Text Extractor

Using the Text Extractor, users can select an HDFS input directory that contains a set of documents, and then parse that content to create a new data set that contains the parsed text.

Information at a Glance

Category NLP
Data source type HD
Sends output to other operators Yes
Data processing tool Spark

Input

No input needs to be directly connected. Select an input directory from the parameter configuration dialog box.
Bad or Missing Values
If the operator encounters an error while reading or parsing a document, it flags as true in the read_or_parse_error column, and the text of the error is displayed in the text_content column. Such an error can occur if the user does not have read permissions on the selected directory (or specific files), or if a file is corrupted.

Restrictions

Text Extractor accepts only the following file types.

  • .doc
  • .docx
  • .html
  • .log
  • .pdf
  • .ppt
  • .pptx
  • .rtf
  • .txt
  • .xml

Text Extractor does not preserve the structure of the document; it only parses the text data. Thus, the structure of the original document might be lost.

If the fonts in your document use a non-standard encoding and the document structure does not contain a /ToUnicode table associated with these fonts, the text content extracted might be garbled. Many different encodings and fonts exist, and it is not possible to predict all of them. Some files are produced without this important metadata. Even though you can display and print the file properly, the file does not contain information about the meaning of the font/letter shapes. In this case, you must recreate the file or use OCR. (source)

Configuration

Parameter Description
Notes Any notes or helpful information about this operator's parameter settings. When you enter content in the Notes field, a yellow asterisk is displayed on the operator.
Data Source (HD) The Hadoop data source.
Input Directory The input directory that contains the files to parse (wildcards and patterns are supported, as well as single file selection).
Tip: The input directory path can be entered manually, and the user can enter a regular expression as path pattern

(for example, /dir/user*/projectA*)

The operator parses only files with selected extensions in the chosen directory its tree of subdirectories (other files are skipped).
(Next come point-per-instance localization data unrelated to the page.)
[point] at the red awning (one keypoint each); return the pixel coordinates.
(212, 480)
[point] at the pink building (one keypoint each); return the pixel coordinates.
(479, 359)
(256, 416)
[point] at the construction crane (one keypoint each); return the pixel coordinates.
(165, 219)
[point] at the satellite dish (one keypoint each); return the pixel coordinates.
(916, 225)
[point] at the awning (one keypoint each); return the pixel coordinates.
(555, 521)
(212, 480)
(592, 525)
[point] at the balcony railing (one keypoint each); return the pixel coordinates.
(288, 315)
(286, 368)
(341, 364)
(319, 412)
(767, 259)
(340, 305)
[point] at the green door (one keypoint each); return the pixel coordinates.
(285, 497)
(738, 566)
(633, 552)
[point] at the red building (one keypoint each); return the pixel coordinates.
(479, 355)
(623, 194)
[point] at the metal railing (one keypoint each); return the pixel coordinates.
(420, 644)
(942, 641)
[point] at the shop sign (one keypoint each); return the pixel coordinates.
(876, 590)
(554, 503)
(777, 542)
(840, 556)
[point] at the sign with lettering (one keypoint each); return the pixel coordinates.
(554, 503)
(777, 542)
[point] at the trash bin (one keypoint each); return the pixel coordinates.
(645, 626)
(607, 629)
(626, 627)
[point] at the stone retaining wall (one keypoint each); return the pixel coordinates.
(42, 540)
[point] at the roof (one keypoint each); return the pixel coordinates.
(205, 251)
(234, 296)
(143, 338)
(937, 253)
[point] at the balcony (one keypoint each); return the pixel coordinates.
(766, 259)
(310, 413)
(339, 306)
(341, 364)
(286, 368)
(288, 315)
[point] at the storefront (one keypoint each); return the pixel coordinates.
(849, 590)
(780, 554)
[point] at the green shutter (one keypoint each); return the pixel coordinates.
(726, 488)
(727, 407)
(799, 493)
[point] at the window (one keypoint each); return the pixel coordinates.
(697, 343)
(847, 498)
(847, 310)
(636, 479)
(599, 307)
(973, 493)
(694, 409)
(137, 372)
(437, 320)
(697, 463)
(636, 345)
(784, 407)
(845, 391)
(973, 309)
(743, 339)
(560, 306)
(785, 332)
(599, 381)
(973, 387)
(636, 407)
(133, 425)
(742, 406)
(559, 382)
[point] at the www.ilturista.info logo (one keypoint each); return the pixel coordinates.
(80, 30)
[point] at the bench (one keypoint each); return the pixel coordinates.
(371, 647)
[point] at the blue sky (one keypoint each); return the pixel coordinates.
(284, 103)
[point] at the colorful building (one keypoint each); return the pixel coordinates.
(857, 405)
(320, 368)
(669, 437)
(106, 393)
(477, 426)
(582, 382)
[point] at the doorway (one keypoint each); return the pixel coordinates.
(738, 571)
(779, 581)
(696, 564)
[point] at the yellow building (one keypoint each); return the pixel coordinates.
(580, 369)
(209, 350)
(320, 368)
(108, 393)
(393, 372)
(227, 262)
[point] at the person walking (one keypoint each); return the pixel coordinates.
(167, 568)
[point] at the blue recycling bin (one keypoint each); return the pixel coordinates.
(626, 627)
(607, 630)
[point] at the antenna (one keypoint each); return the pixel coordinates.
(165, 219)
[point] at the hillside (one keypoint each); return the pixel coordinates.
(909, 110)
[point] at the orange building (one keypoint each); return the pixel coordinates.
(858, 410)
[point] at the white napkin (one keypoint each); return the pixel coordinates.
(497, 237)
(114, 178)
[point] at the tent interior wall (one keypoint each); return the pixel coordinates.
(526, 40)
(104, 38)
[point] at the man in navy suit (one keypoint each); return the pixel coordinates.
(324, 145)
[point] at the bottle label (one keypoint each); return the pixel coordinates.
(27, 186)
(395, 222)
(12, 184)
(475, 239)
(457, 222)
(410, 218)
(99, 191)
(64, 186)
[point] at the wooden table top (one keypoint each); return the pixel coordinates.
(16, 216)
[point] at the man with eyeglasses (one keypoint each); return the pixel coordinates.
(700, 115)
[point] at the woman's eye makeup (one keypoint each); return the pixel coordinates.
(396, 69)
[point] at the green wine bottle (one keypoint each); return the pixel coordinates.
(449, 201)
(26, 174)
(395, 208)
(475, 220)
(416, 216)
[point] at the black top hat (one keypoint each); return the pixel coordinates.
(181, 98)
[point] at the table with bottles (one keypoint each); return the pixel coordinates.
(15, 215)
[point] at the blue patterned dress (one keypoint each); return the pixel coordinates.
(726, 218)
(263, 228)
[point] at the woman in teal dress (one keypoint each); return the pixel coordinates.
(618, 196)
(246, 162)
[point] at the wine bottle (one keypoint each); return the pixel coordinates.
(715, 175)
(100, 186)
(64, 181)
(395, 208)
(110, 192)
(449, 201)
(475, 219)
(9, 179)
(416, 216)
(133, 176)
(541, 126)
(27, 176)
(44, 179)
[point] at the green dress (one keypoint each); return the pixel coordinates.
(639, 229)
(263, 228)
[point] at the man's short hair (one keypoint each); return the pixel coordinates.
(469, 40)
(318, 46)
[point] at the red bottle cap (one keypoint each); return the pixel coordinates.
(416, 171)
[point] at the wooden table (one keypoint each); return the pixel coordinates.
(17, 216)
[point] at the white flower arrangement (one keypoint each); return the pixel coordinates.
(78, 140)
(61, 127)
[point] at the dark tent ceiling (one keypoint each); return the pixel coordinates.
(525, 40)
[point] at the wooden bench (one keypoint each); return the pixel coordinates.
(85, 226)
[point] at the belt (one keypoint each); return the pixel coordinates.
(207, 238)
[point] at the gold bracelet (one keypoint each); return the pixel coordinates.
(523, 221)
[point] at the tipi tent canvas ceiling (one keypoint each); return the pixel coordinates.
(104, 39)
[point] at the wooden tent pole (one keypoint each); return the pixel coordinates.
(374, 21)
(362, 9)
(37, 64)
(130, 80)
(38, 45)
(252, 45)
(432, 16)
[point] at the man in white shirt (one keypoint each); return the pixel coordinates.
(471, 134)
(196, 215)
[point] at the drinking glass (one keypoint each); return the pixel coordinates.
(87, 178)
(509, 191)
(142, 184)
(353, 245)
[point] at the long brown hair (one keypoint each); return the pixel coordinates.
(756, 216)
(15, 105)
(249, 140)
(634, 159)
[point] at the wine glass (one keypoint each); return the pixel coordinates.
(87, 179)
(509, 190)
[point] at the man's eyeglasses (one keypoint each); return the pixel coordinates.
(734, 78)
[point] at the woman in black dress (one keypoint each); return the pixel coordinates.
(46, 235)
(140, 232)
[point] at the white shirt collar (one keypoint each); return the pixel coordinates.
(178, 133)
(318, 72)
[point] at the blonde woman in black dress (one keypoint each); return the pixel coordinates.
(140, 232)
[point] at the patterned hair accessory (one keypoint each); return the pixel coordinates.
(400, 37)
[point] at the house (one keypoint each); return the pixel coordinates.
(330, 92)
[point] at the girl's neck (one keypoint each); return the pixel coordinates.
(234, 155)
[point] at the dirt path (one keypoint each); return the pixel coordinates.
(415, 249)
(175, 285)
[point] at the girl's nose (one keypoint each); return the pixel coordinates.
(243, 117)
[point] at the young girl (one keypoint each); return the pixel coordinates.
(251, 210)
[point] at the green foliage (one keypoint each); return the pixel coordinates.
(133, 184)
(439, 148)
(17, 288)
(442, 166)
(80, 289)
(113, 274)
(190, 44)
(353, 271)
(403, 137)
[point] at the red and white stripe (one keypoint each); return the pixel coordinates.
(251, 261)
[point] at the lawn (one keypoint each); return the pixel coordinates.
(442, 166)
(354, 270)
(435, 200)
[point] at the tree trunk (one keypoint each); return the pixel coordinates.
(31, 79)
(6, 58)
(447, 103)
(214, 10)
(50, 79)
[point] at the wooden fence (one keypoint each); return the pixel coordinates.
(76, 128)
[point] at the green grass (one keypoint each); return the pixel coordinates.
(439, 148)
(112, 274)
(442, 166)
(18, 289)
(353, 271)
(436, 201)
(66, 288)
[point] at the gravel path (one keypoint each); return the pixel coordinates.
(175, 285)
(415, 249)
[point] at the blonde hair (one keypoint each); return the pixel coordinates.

If no files with the selected extensions are found, the output is empty and the following error message is displayed in the addendum:
"No files with selected extension were found in
the input directory and subdirectories"
Caution:

Invalid Filenames

Filenames with the following characters: {}[],| are not supported and cause the job to fail.

File Formats to Parse Extensions of the files to parse from the available options.
Note: The filenames must explicitly include the extension. For example, a PDF file titled mydoc is not read, but a PDF file titled mydoc.pdf is read.
Maximum Number of Characters per File If a file has more characters than this limit, the file is not parsed. The default limit is 10,000,000 characters. The column read_parse_error is set to true and an error is displayed in the output column text_content.
Caution:

Parsing Large Files

This limit is set to avoid the Spark job hanging because the directory contains huge files that a user could try to parse by mistake. To parse these large files, increase this limit. Doing so may require tuning the Spark memory settings.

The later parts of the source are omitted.